Menko Pemberdayaan Masyarakat (PM) Muhaimin Iskandar atau Cak Imin mengungkap renovasi pondok pesantren (ponpes) Al Khoziny yang ambruk di Sidoarjo layak dibantu APBN. Hal ini karena jumlah santri di sana menurutnya lumayan banyak.
Sebelumnya, pemerintah bakal mengaudit dan memperbaiki bangunan pondok pesantren yang dinilai rawan. Dana untuk mengaudit dan memperbaiki bangunan tersebut berasal dari APBN.
Al Khoziny ini layak dibantu APBN karena ya kalau jumlah santrinya 1.900, mau sekolah di mana? Mau dibiarkan di tenda? Pemerintah mau diam saja?” kata Cak Imin di Kantor Kemenko PM, Jakarta Pusat pada Selasa (14/10).
Selain itu, Cak Imin juga merespons adanya kritik terkait penggunaan APBN untuk renovasi ponpes tersebut. Menurutnya, pihak yang memberi kritik seharusnya membuka mata masih ada anak bangsa yang membutuhkan pertolongan terkait pembelajaran.
“Jadi tolong dibuka mata bahwa yang kita tolong adalah anak-anak negeri yang sedang belajar. Sehingga saya sangat tidak habis pikir yang dikritik kok upaya pemerintah yang sedang melindungi anak yang sedang belajar dan tidak ada tempat belajar. Nanti kalau kita tidak melakukan sesuatu marah juga, kan aneh ya. Makanya itu harus menjadi kesadaran kita bersama,” ujarnya.

Nantinya Cak Imin juga membuka kemungkinan adanya pesantren-pesantren lain yang turut mendapatkan bantuan terkait pembangunan dari pemerintah. Ia juga menjelaskan kriteria-kriteria pesantren yang bisa mendapatkan bantuan.
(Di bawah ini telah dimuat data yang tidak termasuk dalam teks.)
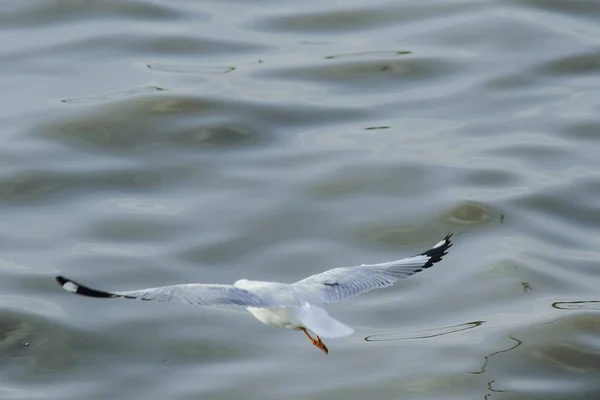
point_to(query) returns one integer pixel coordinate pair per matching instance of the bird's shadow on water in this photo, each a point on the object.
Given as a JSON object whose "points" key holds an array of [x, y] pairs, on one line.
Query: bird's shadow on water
{"points": [[423, 334]]}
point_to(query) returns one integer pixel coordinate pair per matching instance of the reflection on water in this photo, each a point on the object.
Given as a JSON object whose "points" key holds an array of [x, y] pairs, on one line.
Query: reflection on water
{"points": [[577, 305], [147, 143], [423, 334], [487, 358]]}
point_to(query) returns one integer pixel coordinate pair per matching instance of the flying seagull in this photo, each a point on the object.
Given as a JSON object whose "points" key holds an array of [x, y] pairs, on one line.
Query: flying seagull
{"points": [[296, 306]]}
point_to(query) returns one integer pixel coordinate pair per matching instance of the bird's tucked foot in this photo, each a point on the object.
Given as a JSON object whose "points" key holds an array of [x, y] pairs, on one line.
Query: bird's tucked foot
{"points": [[317, 342]]}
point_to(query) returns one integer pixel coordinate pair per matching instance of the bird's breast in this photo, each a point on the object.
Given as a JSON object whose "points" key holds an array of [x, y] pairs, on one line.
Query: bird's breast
{"points": [[279, 317]]}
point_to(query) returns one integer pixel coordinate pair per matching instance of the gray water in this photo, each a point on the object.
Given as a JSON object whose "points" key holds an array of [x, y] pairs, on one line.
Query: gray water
{"points": [[151, 142]]}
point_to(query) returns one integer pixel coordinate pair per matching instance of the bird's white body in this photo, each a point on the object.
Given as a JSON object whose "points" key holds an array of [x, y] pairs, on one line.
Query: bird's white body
{"points": [[295, 306], [308, 314]]}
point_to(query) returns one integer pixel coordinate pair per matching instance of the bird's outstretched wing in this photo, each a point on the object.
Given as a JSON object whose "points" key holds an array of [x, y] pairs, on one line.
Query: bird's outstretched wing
{"points": [[194, 294], [342, 283]]}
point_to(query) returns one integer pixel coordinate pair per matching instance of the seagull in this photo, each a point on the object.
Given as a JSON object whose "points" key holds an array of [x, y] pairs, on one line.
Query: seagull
{"points": [[297, 306]]}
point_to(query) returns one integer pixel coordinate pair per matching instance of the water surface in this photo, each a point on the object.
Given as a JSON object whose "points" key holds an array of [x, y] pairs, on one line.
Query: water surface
{"points": [[147, 143]]}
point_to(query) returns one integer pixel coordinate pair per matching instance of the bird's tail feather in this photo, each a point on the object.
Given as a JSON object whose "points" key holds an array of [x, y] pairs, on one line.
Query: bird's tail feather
{"points": [[316, 319]]}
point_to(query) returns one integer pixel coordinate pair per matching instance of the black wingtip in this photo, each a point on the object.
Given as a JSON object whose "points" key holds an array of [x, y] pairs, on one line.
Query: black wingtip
{"points": [[438, 251], [77, 288]]}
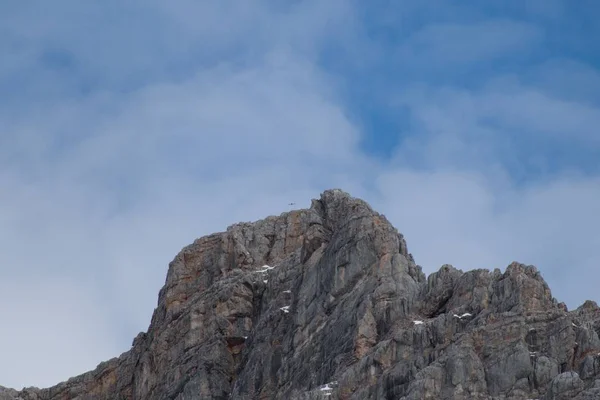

“Yang akan mendapatkan prioritas bantuan dari presiden itu adalah satu, yang rawan. Yang kedua, untuk prioritas pertama jumlah siswanya di atas seribu orang dan yang ketiga, yang memang betul-betul tidak mampu untuk meneruskan bangunan itu. Ini kehadiran pemerintah,” kata Cak Imin.
Bantuan tersebut, menurut Cak Imin, menjadi upaya pemerintah karena pemerintah tak ingin ada anak yang belajar dalam kondisi rawan dan memiliki risiko dari lingkungan pendidikan khususnya terkait dengan bangunan.
Saat ini, melalui Surat Keputusan Bersama (SKB) antara Mendagri, Menteri PU dan Menteri Agama juga mendukung pemberian insentif dan pembebasan retribusi layanan teknis. Hal ini juga selaras dengan UU Nomor 1 Tahun 2022 tentang Hubungan Keuangan Antara Pemerintah Pusat dan Daerah di mana pada Pasal 156 Ayat 1 beleid tersebut menyatakan Pemerintah Daerah bisa memberikan insentif dan pembebasan retribusi untuk mendorong kegiatan sosial, keagamaan, pendidikan atau investasi tertentu.

Cak Imin juga sempat menyampaikan 80 persen santri yang berada di pesantren kebanyakan berasal dari keluarga dari klasifikasi ekonomi desil 1 dan desil 2. Hal ini karena biaya pendidikan di pesantren disebut lebih murah. Namun, pesantren mengalami berbagai tantangan, hal ini karena selama ini pesantren memiliki keunikan yakni beroperasi secara mandiri dan tidak menerima bantuan pemerintah.
“Karena memang jangkauan, ada juga yang bersifat prinsip pesantren yang tidak mau dibantu,” ujar Cak Imin.
Ia memberi contoh pesantren yang memiliki prinsip tak mau dibantu dengan pesantren-pesantren yang dimiliki oleh mantan presiden KH. Abdurrahman Wahid alias Gus Dur.
“Pesantren-pesantren Gus Dur sampai hari ini, yang ada di mana-mana punya Gus Dur, kala Gus Dur presiden pun tidak pernah mau menerima bantuan dari pemerintah. Itu contoh bagaimana keunikan pesantren yang hampir hari ini juga masih banyak yang ingin mandiri,” ujarnya.
Meski ada pesantren yang berprinsip mandiri, menurut Cak Imin pemerintah khususnya pemerintah daerah tetap perlu untuk mengambil langkah-langkah pro aktif. Hal ini karena di sisi lain, masih banyak pesantren yang tidak mengerti syarat-syarat teknis yang diperlukan untuk membangun bangunan seperti Persetujuan Bangunan Gedung (PBG).